I tried to apply the DFBETAS formula you explained in your post "Influential observations in a linear regression model: The DFBETAS statistics",
four years ago (https://blogs.sas.com/content/iml/2019/06/17/influence-regression-dfbeta.html).
I did it on a very simple fictitious dataset, limited to 2 variables (X and Y) and to 10 observations,
where one of which is an outlier without any big effect on the slope of X, and where another one is an influent observation.
I used PROC REG three times: on the whole sample, then on the same sample after having excluded the outlier,
and, finally, on the same sample after having excluded the influent observation.
Combining the relevant pieces of information (the 3 betas for X and their standard errors for the two last models)
within your DFBETAS formula, I got, for the influent observation, the same value (4.43) as the one which is
displayed in the PROC REG's Influence table; but, for the outlier, I got a value (1.317) which is very different from 7.865
(found in the SAS Influence table).
I don't understand why.
Could you tell me why and where I made an error (despite several checks)?
Many thanks
As I apply your formula to the influent observation, I get DFBETA(x)=4.43 (same value as 4.43 in the PROC REG's Influence table).
But, applying it to the outlier, I get DFBETA(x)=1.32, which differs strongly from DFBETA(x)=7.87 displayed by the Influence table.
The formula you are using is not correct.

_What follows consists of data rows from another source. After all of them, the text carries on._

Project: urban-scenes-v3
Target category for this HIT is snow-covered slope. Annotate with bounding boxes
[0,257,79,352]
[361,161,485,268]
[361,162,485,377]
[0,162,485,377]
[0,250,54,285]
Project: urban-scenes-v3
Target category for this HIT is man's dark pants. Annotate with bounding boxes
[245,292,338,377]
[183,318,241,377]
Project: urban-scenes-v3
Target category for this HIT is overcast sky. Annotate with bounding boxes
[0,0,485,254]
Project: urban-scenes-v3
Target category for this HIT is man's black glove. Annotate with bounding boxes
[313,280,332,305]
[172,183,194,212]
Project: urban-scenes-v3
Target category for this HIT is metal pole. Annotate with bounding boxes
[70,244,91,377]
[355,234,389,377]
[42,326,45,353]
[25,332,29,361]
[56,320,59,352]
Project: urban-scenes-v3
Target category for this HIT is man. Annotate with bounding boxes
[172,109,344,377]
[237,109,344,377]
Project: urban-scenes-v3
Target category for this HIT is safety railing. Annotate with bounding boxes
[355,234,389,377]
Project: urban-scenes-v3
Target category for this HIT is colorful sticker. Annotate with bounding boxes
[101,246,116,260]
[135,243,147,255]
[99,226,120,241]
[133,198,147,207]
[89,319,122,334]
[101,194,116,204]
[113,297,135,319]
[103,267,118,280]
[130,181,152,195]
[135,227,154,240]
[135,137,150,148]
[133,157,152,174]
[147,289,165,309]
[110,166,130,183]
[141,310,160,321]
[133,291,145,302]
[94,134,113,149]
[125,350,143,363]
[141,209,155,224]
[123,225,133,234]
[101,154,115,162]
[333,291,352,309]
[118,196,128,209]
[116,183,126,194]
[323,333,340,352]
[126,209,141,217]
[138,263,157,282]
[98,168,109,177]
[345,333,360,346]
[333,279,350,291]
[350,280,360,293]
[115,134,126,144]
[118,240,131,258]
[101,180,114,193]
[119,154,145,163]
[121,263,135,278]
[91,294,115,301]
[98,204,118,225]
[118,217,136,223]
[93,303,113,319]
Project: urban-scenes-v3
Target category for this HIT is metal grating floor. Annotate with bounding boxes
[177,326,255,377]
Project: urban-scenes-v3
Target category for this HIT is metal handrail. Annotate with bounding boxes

The correct formula is shown in the REG doc, which I link to in the first sentence of the second section. When I mentioned at the end of the article that "to standardize the statistic, divide by the standard error of the parameter estimates," I did not intend to imply that the formula is (b - b(i))/StdErr(i), but I see how you could interpret my remark that way. Apologies if my comment about standardization misled you.
Thanks to your comment, I was able to calculate the values of DFFITS and DFFBETAS using PROC IML and PROC REG. I'm very grateful.
The calculation of each of the elements used in the formulas for calculating these statistics has enabled me to understand the reasons why an observation which, like the outlier in my data, is not influential in the sense of "modifying the slope of the regression line very much", has a higher DFBETAS than the observation below the rest of the scatter plot, which is clearly influential. I conclude from this that, if the aim is to discard the few observations that have an exaggerated influence on the estimated value of the slope, while keeping the outliers that, located in the extension of the regression line, contribute to the significance of the estimated value of the slope, I must not rely on the highest absolute values of DFBETAS. But maybe I'm wrong. I'd like to hope so.